Il problema principale è il budget: è stata confermata la stessa cifra dell’anno scorso, ma si pensa di  riuscire a “trovare” qualcos’altro da manovre di bilancio. Questo garantirebbe la conferma dello stesso numero di medici anche nel 2016. A questo punto abbiamo chiesto che si torni ai livelli di compenso precedenti al 2014, ma ovviamente su questo punto il dottor Gersevich non ha potuto fare promesse.

Siamo poi entrati nei dettagli esponendo le richieste che avevamo  già formulato  sul forum dedicato ai medici esterni:

http://www.mediciesterniinps.forumattivo.it :

– chiarezza nelle modalità di valutazione dei titoli e trasparenza nella valutazione stessa

– richiesta di escludere i pensionati dalla graduatoria (su questo punto, e anche sull’entità del nostro compenso, il dottor Gersevich ci ha ricordato che si deve esprimere il collegio dei Sindaci  dell’Inps)

– richiesta di chiarezza sulla incompatibilità territoriale o meno tra MF e attività di sede, in modo tale che le regole siano chiare e univoche su tutto il territorio nazionale

  • durata almeno biennale del contratto di lavoro.

Sono state fissate le prossime tappe: il dott Ghersevich conta di definire il nostro nuovo bando entro luglio. È stato già messo in calendario  il prossimo passo, vale a dire l’incontro tra lui, Piccioni e Cioffi ( o l’11 o il 24 giugno).

Siamo rimasti d’accordo che l’Aimpaf seguirà i lavori passo passo come ha già fatto:

-il 2 aprile abbiamo ricordato loro la necessità di metter subito mano al nuovo contratto visto che il contratto attuale scade il 30 settembre prossimo;

-la settimana scorsa c’è stato l’incontro con il professor Piccioni su degli aspetti prettamente medici;

  • oggi 21 maggio l’Aimpaf ha potuto presentare le sue proposte nel delicato momento in cui  è in atto la riscrittura del bando;

– da ultimo siamo d’accordo di rivederci, a scrittura ultimata, prima della pubblicazione del bando stesso.

È in assoluto la prima volta che i medici esterni vengono ascoltati prima, durante e dopo la stesura del bando.
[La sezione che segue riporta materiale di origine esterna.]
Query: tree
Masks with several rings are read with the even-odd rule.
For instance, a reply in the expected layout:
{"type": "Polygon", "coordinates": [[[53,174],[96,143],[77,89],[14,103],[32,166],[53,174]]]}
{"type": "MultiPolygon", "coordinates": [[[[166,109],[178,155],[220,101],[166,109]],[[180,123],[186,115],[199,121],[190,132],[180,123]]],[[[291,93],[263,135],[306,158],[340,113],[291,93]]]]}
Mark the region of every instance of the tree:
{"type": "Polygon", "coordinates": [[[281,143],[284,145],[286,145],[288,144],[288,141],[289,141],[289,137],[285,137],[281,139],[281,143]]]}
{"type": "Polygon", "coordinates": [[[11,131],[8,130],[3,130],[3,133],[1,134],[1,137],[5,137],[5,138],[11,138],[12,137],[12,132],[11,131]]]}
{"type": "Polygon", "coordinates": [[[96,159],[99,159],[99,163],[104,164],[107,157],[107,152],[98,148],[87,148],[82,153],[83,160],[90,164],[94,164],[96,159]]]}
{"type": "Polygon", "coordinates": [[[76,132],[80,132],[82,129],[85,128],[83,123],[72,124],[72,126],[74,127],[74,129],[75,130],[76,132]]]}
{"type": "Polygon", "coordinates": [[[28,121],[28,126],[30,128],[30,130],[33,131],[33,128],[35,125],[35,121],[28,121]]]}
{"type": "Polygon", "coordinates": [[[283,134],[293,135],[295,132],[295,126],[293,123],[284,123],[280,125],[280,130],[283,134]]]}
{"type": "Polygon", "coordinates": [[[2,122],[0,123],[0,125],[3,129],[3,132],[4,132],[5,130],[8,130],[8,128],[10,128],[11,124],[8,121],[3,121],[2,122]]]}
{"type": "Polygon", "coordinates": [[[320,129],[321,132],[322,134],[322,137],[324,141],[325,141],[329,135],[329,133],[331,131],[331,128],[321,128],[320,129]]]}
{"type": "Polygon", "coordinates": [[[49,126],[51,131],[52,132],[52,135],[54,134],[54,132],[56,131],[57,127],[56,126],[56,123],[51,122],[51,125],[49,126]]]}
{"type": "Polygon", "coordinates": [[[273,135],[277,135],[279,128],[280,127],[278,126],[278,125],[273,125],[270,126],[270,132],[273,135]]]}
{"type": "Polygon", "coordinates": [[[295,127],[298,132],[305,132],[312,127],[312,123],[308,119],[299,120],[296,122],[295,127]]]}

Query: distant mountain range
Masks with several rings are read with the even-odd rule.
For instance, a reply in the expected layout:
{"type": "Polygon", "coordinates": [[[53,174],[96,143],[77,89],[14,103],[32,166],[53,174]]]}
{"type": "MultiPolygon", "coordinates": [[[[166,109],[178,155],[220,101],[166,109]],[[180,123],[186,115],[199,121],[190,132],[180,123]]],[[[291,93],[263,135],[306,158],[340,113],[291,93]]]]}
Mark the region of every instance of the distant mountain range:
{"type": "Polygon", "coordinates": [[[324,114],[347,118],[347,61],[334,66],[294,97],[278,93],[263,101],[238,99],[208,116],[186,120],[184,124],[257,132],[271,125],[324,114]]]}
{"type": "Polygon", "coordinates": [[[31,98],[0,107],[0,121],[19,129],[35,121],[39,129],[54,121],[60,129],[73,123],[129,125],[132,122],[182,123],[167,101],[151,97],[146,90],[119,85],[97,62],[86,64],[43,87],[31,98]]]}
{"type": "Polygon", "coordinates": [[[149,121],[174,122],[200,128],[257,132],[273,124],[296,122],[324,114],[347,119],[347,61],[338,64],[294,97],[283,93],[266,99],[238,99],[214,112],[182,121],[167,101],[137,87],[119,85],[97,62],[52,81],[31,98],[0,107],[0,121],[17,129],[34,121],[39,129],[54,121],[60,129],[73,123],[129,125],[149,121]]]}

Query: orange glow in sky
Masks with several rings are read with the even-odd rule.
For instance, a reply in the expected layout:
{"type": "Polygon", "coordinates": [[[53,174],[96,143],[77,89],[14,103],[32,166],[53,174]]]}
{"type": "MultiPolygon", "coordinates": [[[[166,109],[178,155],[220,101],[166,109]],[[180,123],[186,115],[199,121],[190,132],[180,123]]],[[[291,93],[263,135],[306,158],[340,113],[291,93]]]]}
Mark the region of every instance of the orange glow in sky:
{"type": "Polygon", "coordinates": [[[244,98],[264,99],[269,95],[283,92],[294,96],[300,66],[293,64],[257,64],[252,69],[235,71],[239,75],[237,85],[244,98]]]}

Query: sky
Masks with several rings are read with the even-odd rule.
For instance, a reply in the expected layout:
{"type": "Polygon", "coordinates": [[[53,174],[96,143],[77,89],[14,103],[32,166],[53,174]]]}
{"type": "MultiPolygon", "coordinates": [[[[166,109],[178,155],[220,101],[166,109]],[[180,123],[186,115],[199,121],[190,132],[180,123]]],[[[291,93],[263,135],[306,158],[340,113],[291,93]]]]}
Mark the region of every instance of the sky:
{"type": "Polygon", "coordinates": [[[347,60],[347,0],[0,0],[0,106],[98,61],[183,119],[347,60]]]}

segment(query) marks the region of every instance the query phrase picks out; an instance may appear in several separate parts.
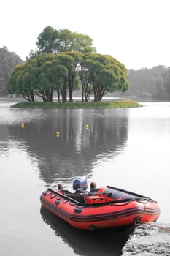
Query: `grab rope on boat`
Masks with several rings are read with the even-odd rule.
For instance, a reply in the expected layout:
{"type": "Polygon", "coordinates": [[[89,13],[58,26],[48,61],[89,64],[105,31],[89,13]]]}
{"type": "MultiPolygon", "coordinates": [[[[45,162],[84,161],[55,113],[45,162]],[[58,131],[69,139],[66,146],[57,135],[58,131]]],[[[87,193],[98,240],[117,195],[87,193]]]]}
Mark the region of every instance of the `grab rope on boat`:
{"type": "Polygon", "coordinates": [[[152,222],[142,222],[142,224],[150,225],[151,226],[155,227],[157,227],[157,228],[158,228],[160,230],[162,230],[164,232],[170,233],[170,229],[169,228],[162,227],[162,226],[161,226],[159,225],[153,224],[152,222]]]}

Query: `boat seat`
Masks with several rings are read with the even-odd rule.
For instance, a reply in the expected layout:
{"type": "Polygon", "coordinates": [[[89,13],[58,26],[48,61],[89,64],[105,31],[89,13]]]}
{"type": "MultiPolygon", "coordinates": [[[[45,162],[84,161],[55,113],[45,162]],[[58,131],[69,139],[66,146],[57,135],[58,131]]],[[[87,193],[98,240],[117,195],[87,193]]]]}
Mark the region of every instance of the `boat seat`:
{"type": "Polygon", "coordinates": [[[85,203],[83,195],[77,194],[77,193],[71,193],[70,192],[68,192],[68,191],[67,192],[65,191],[63,194],[66,195],[67,197],[72,198],[80,203],[85,203]]]}
{"type": "Polygon", "coordinates": [[[105,198],[98,195],[90,195],[85,197],[85,202],[88,204],[100,203],[106,203],[106,200],[105,198]]]}

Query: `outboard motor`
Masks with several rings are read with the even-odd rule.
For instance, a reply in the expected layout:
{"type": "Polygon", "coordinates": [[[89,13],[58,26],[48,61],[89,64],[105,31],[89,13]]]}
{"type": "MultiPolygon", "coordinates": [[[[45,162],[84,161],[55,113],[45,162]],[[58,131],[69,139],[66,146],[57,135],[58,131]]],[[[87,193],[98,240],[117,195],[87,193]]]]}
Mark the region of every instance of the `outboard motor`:
{"type": "Polygon", "coordinates": [[[87,179],[84,176],[76,177],[73,181],[73,189],[76,192],[82,193],[85,192],[88,189],[87,179]]]}

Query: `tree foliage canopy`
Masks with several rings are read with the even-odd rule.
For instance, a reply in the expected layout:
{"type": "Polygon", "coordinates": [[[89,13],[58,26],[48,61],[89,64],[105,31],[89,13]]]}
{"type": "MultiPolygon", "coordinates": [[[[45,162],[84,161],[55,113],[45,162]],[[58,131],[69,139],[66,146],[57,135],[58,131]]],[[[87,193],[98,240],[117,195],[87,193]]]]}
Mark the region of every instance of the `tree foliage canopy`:
{"type": "Polygon", "coordinates": [[[127,70],[110,56],[96,53],[93,40],[87,35],[67,29],[44,29],[36,42],[38,50],[31,52],[27,61],[16,67],[8,83],[10,93],[20,93],[34,101],[35,95],[43,101],[53,101],[57,92],[58,101],[72,102],[73,90],[82,87],[82,101],[91,94],[101,101],[107,92],[124,91],[128,88],[127,70]]]}
{"type": "Polygon", "coordinates": [[[0,95],[7,96],[7,84],[14,67],[23,62],[15,53],[9,52],[5,46],[0,48],[0,95]]]}

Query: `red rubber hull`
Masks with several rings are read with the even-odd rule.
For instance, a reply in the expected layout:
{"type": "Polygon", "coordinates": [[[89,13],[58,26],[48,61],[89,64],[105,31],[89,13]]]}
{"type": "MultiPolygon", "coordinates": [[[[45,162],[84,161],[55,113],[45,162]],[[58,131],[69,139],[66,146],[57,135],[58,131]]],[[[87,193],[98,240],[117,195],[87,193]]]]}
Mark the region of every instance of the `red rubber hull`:
{"type": "Polygon", "coordinates": [[[61,191],[52,189],[44,192],[40,197],[42,205],[78,229],[130,226],[136,219],[141,222],[152,222],[160,215],[160,208],[152,200],[81,204],[61,194],[61,191]]]}

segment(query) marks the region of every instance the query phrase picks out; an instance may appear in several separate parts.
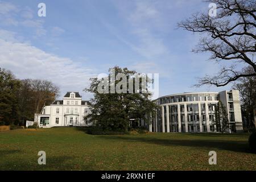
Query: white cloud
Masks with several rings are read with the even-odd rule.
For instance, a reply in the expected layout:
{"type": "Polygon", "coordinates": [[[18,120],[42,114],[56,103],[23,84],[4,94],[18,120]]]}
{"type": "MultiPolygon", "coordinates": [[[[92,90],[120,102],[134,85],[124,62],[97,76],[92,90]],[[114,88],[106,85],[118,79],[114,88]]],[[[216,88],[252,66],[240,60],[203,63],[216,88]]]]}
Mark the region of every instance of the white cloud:
{"type": "Polygon", "coordinates": [[[17,41],[12,32],[1,30],[1,35],[5,35],[5,39],[0,38],[0,65],[19,78],[51,80],[60,87],[63,94],[68,90],[81,92],[88,86],[89,78],[96,75],[93,70],[72,59],[17,41]]]}
{"type": "Polygon", "coordinates": [[[6,14],[11,11],[18,11],[18,8],[11,3],[0,1],[0,14],[6,14]]]}
{"type": "Polygon", "coordinates": [[[65,32],[65,30],[59,27],[54,27],[52,28],[51,34],[53,36],[58,36],[65,32]]]}

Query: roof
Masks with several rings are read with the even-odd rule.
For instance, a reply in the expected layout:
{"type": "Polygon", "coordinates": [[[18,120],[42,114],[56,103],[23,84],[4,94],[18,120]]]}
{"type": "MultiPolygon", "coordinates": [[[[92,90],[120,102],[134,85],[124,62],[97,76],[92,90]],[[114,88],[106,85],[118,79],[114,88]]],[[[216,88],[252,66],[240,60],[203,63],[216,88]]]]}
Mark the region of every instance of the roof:
{"type": "Polygon", "coordinates": [[[82,97],[80,96],[80,94],[79,94],[79,92],[67,92],[66,94],[64,96],[64,97],[70,97],[70,94],[71,93],[75,93],[75,97],[76,98],[81,98],[82,97]]]}
{"type": "Polygon", "coordinates": [[[163,97],[171,97],[171,96],[184,96],[184,95],[189,95],[189,94],[219,94],[218,92],[184,92],[182,93],[176,93],[176,94],[170,94],[170,95],[166,95],[166,96],[162,96],[160,97],[158,97],[158,98],[156,98],[156,100],[159,99],[159,98],[162,98],[163,97]]]}
{"type": "Polygon", "coordinates": [[[85,102],[86,102],[86,105],[90,105],[90,102],[88,101],[82,101],[82,105],[85,105],[85,102]]]}
{"type": "Polygon", "coordinates": [[[57,102],[60,102],[59,105],[63,105],[63,100],[56,100],[54,101],[54,102],[52,104],[52,105],[57,105],[57,102]]]}

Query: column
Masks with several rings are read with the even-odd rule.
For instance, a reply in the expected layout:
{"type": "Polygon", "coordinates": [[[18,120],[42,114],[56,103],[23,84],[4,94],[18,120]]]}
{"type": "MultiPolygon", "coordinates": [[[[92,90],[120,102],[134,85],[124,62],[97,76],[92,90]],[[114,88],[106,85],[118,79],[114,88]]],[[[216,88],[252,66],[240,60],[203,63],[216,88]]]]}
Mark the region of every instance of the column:
{"type": "Polygon", "coordinates": [[[158,132],[158,110],[156,110],[156,113],[155,114],[155,131],[158,132]]]}
{"type": "Polygon", "coordinates": [[[150,113],[150,123],[149,125],[149,130],[150,132],[152,132],[152,115],[151,113],[150,113]]]}
{"type": "Polygon", "coordinates": [[[181,121],[180,119],[180,106],[177,105],[179,132],[181,132],[181,121]]]}
{"type": "Polygon", "coordinates": [[[198,113],[199,113],[199,126],[200,127],[200,132],[203,132],[202,126],[202,114],[201,113],[201,103],[198,104],[198,113]]]}
{"type": "Polygon", "coordinates": [[[205,103],[205,119],[206,119],[206,123],[207,123],[207,132],[210,132],[210,119],[209,118],[209,110],[208,110],[208,103],[205,103]]]}
{"type": "Polygon", "coordinates": [[[141,126],[144,126],[144,119],[141,119],[141,126]]]}
{"type": "Polygon", "coordinates": [[[169,106],[166,106],[166,126],[167,127],[167,133],[170,132],[170,123],[169,123],[169,106]]]}
{"type": "Polygon", "coordinates": [[[188,132],[188,110],[187,110],[187,104],[184,104],[184,113],[185,115],[185,132],[188,132]]]}
{"type": "Polygon", "coordinates": [[[164,133],[164,109],[163,106],[162,106],[162,131],[164,133]]]}

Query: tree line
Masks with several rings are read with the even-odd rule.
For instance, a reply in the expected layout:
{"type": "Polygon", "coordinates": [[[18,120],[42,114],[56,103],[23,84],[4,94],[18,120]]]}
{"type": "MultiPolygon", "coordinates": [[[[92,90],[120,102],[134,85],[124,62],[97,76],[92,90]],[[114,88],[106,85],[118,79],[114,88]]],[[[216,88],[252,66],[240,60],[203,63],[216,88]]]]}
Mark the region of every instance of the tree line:
{"type": "Polygon", "coordinates": [[[49,81],[16,78],[9,70],[0,68],[0,125],[26,125],[34,121],[44,105],[59,96],[59,88],[49,81]]]}

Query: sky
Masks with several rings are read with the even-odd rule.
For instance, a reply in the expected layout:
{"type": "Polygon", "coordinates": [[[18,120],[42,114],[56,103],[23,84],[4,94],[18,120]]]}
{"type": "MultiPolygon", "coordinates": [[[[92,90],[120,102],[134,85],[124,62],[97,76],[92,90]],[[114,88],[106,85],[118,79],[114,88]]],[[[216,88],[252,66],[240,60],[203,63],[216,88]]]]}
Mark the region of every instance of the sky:
{"type": "Polygon", "coordinates": [[[0,67],[51,81],[60,98],[74,91],[89,100],[89,78],[115,65],[159,73],[159,96],[230,89],[193,86],[222,65],[192,52],[200,35],[177,23],[208,10],[201,0],[0,0],[0,67]],[[46,17],[38,15],[41,2],[46,17]]]}

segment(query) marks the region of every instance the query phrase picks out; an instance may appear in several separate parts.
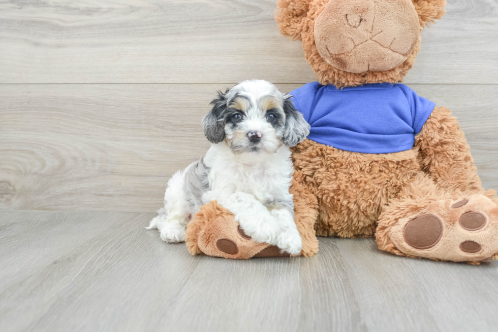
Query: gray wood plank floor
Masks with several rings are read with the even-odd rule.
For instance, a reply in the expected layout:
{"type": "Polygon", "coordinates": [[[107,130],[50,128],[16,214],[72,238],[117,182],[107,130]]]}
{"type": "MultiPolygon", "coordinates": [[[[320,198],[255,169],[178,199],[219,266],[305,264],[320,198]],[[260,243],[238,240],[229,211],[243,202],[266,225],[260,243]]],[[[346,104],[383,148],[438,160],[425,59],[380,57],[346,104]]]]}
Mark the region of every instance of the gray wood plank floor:
{"type": "MultiPolygon", "coordinates": [[[[231,86],[0,85],[0,208],[157,210],[171,175],[207,151],[201,119],[231,86]]],[[[498,85],[410,86],[452,110],[498,189],[498,85]]]]}
{"type": "Polygon", "coordinates": [[[0,330],[496,331],[498,264],[321,238],[310,258],[192,256],[151,213],[0,211],[0,330]]]}
{"type": "MultiPolygon", "coordinates": [[[[275,0],[0,2],[1,83],[315,80],[275,0]]],[[[498,3],[450,0],[422,31],[409,83],[494,84],[498,3]]]]}

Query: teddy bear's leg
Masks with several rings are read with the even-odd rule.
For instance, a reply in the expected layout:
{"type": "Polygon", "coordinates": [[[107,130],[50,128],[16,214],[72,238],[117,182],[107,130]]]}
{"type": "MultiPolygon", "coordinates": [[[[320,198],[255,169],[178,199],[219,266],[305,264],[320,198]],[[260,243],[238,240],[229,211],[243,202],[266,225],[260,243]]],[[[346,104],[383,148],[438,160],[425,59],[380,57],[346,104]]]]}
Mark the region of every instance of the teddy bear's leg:
{"type": "Polygon", "coordinates": [[[400,255],[477,263],[498,253],[498,205],[483,194],[449,194],[421,172],[385,208],[379,247],[400,255]]]}
{"type": "Polygon", "coordinates": [[[446,192],[484,192],[465,134],[449,109],[434,108],[415,137],[422,170],[446,192]]]}
{"type": "MultiPolygon", "coordinates": [[[[293,180],[290,192],[293,194],[295,220],[302,240],[298,255],[313,255],[318,251],[314,228],[318,214],[317,200],[296,180],[293,180]]],[[[239,260],[290,255],[275,246],[254,241],[240,228],[233,214],[215,201],[201,207],[189,223],[185,242],[192,254],[239,260]]]]}

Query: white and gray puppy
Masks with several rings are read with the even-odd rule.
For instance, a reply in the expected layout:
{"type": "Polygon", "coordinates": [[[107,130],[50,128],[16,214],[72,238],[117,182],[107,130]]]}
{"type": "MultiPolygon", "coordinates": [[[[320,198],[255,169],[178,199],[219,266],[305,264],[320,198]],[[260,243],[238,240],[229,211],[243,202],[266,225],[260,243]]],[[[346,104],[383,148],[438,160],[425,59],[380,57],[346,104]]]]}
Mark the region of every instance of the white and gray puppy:
{"type": "Polygon", "coordinates": [[[210,149],[170,179],[164,207],[147,228],[157,228],[165,241],[182,242],[192,216],[215,200],[254,240],[297,254],[302,244],[289,192],[289,148],[304,139],[309,125],[291,96],[266,81],[245,81],[219,95],[203,119],[210,149]]]}

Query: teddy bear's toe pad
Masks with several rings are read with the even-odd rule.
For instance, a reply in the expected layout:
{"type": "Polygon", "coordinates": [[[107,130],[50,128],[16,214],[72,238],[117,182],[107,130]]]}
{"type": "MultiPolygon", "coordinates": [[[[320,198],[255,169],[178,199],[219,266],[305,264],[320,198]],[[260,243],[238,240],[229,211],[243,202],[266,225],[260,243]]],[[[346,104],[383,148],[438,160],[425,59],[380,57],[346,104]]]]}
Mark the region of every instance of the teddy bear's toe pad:
{"type": "Polygon", "coordinates": [[[486,216],[476,211],[468,212],[460,218],[460,225],[468,231],[477,231],[486,225],[486,216]]]}
{"type": "Polygon", "coordinates": [[[236,255],[239,248],[235,242],[229,239],[220,239],[216,241],[216,247],[220,251],[229,255],[236,255]]]}
{"type": "Polygon", "coordinates": [[[400,220],[392,229],[398,250],[410,256],[479,262],[498,252],[498,206],[476,194],[432,203],[425,214],[400,220]]]}

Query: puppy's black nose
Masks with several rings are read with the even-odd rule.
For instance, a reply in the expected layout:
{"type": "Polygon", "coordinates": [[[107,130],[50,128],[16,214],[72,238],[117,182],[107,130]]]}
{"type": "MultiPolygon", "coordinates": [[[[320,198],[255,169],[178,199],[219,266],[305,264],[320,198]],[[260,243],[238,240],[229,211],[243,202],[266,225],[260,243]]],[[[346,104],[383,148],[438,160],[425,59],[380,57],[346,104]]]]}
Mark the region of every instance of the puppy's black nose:
{"type": "Polygon", "coordinates": [[[252,141],[253,143],[257,143],[259,141],[261,140],[261,137],[262,136],[263,134],[261,133],[261,131],[253,130],[252,131],[250,131],[247,133],[247,138],[249,138],[249,140],[252,141]]]}

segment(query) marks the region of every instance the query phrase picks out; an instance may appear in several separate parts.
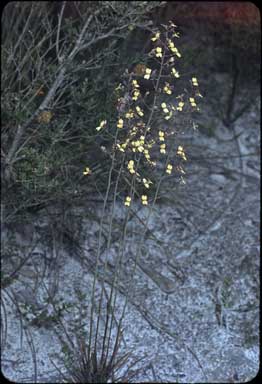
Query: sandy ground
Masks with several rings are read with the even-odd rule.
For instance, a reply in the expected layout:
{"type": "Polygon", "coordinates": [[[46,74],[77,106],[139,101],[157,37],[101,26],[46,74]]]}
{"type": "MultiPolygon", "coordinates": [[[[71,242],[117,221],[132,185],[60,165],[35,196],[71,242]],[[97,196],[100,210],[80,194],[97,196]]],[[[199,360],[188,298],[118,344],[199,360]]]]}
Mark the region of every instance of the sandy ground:
{"type": "MultiPolygon", "coordinates": [[[[230,129],[208,116],[215,134],[199,128],[183,137],[186,184],[166,181],[132,282],[122,350],[132,349],[134,358],[146,355],[135,382],[243,382],[259,368],[259,111],[255,103],[230,129]]],[[[137,215],[143,218],[146,209],[137,215]]],[[[120,206],[117,212],[121,227],[120,206]]],[[[14,234],[21,252],[22,244],[26,250],[47,228],[44,218],[32,225],[38,235],[33,236],[32,226],[14,234]]],[[[134,217],[128,227],[119,312],[140,226],[134,217]]],[[[19,279],[3,289],[2,372],[8,379],[32,382],[37,373],[39,382],[59,381],[51,360],[59,364],[60,328],[47,292],[73,334],[88,310],[97,234],[98,225],[86,220],[81,252],[41,241],[19,279]],[[86,296],[77,296],[80,291],[86,296]]],[[[111,273],[118,244],[116,230],[111,273]]]]}

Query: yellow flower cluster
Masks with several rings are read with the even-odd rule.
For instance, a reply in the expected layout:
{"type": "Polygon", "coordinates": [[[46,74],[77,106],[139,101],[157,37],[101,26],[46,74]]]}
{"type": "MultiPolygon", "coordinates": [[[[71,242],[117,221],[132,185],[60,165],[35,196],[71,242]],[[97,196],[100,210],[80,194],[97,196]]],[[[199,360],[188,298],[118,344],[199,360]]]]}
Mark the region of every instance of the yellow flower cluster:
{"type": "Polygon", "coordinates": [[[140,85],[138,84],[137,80],[133,80],[132,85],[134,88],[140,88],[140,85]]]}
{"type": "Polygon", "coordinates": [[[181,156],[183,160],[187,160],[185,152],[184,152],[184,148],[182,147],[182,145],[178,146],[177,155],[181,156]]]}
{"type": "Polygon", "coordinates": [[[148,201],[147,201],[147,195],[142,195],[142,196],[141,196],[141,200],[142,200],[142,204],[143,204],[143,205],[147,205],[147,204],[148,204],[148,201]]]}
{"type": "Polygon", "coordinates": [[[167,164],[166,173],[169,173],[169,175],[171,175],[172,169],[173,169],[173,165],[167,164]]]}
{"type": "Polygon", "coordinates": [[[136,171],[134,170],[134,160],[129,160],[127,168],[130,173],[136,173],[136,171]]]}
{"type": "Polygon", "coordinates": [[[177,79],[180,77],[179,72],[177,72],[177,70],[176,70],[174,67],[171,69],[171,73],[172,73],[172,75],[175,76],[177,79]]]}
{"type": "Polygon", "coordinates": [[[138,105],[136,106],[136,112],[139,116],[144,116],[144,112],[138,105]]]}
{"type": "Polygon", "coordinates": [[[149,80],[151,76],[152,69],[146,68],[144,79],[149,80]]]}
{"type": "Polygon", "coordinates": [[[182,110],[183,110],[183,107],[184,107],[184,105],[185,105],[185,103],[184,103],[183,101],[180,101],[180,102],[178,103],[178,107],[177,107],[177,110],[178,110],[178,111],[182,111],[182,110]]]}
{"type": "Polygon", "coordinates": [[[196,107],[196,101],[193,97],[190,97],[189,101],[190,101],[190,104],[192,105],[192,107],[196,107]]]}
{"type": "Polygon", "coordinates": [[[96,127],[97,131],[100,131],[106,125],[106,120],[102,120],[98,127],[96,127]]]}
{"type": "Polygon", "coordinates": [[[83,175],[87,176],[91,174],[91,169],[89,167],[85,167],[85,170],[83,172],[83,175]]]}
{"type": "Polygon", "coordinates": [[[126,197],[126,200],[125,200],[125,205],[127,206],[127,207],[129,207],[130,206],[130,203],[131,203],[131,197],[130,196],[127,196],[126,197]]]}
{"type": "Polygon", "coordinates": [[[169,113],[169,110],[168,110],[168,108],[167,108],[166,103],[162,103],[162,104],[161,104],[161,107],[162,107],[164,113],[169,113]]]}
{"type": "Polygon", "coordinates": [[[157,47],[155,52],[156,52],[156,57],[162,57],[163,56],[161,47],[157,47]]]}
{"type": "Polygon", "coordinates": [[[133,96],[132,96],[132,100],[137,100],[138,97],[140,96],[140,91],[139,89],[135,89],[134,92],[133,92],[133,96]]]}
{"type": "Polygon", "coordinates": [[[169,83],[166,83],[165,86],[164,86],[164,92],[167,93],[168,95],[171,95],[172,94],[172,91],[171,91],[171,88],[170,88],[170,84],[169,83]]]}
{"type": "Polygon", "coordinates": [[[118,123],[117,123],[117,128],[123,128],[123,125],[124,125],[124,120],[123,119],[119,119],[118,123]]]}
{"type": "Polygon", "coordinates": [[[160,144],[160,153],[166,153],[166,144],[160,144]]]}
{"type": "Polygon", "coordinates": [[[126,119],[132,119],[134,117],[134,112],[132,109],[129,109],[129,111],[125,114],[126,119]]]}
{"type": "Polygon", "coordinates": [[[198,81],[197,81],[197,78],[196,78],[196,77],[192,77],[192,84],[193,84],[195,87],[198,87],[198,81]]]}
{"type": "Polygon", "coordinates": [[[149,188],[150,184],[153,184],[151,180],[143,178],[143,183],[146,188],[149,188]]]}
{"type": "Polygon", "coordinates": [[[157,32],[157,33],[151,38],[151,40],[152,40],[152,41],[156,41],[156,40],[159,39],[159,37],[160,37],[160,32],[157,32]]]}
{"type": "Polygon", "coordinates": [[[159,136],[159,141],[165,141],[165,132],[159,131],[158,136],[159,136]]]}

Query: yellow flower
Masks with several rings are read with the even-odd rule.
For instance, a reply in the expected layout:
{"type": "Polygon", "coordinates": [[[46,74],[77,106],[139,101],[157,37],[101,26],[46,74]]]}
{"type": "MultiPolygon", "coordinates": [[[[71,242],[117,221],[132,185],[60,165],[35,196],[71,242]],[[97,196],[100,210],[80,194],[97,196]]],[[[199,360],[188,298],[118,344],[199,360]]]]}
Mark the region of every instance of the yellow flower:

E prima della sua uscita ufficiale.

I risultati di questi contatti potremo vederli nell’immediato futuro.

Intanto prendiamo atto di questa apertura al dialogo e al confronto: il resto lo valuteremo.

 

Ci sono buone premesse ma non dobbiamo abbassare la nostra attenzione o ridurre il nostro impegno almeno finché non avremo raggiunto l’obiettivo che è e resta il contratto tipo Sumai.

Francamente non vedo possibile in questo momento la sua immediata realizzazione:  ma il lavoro dell’Aimpaf  è volto a migliorare il contratto attuale quanto più possibile, per poi  lavorare nei prossimi due anni affinché il contratto della specialistica ambulatoriale sia applicato anche in INPS, dato che è già applicato all’INAIL  e all’ASL.

Che ci resta da dire?

A questo punto l’Aimpaf deve solo crescere, visto che siamo i soli a fare qualcosa di fattivo per i Medici Esterni.

Chi crede in questo lavoro e vuole continuare a farlo non credo abbia alternative diverse da quelle di un’iscrizione peraltro gratuita: anche questo un unicum assoluto nel nostro panorama sindacal-associativo.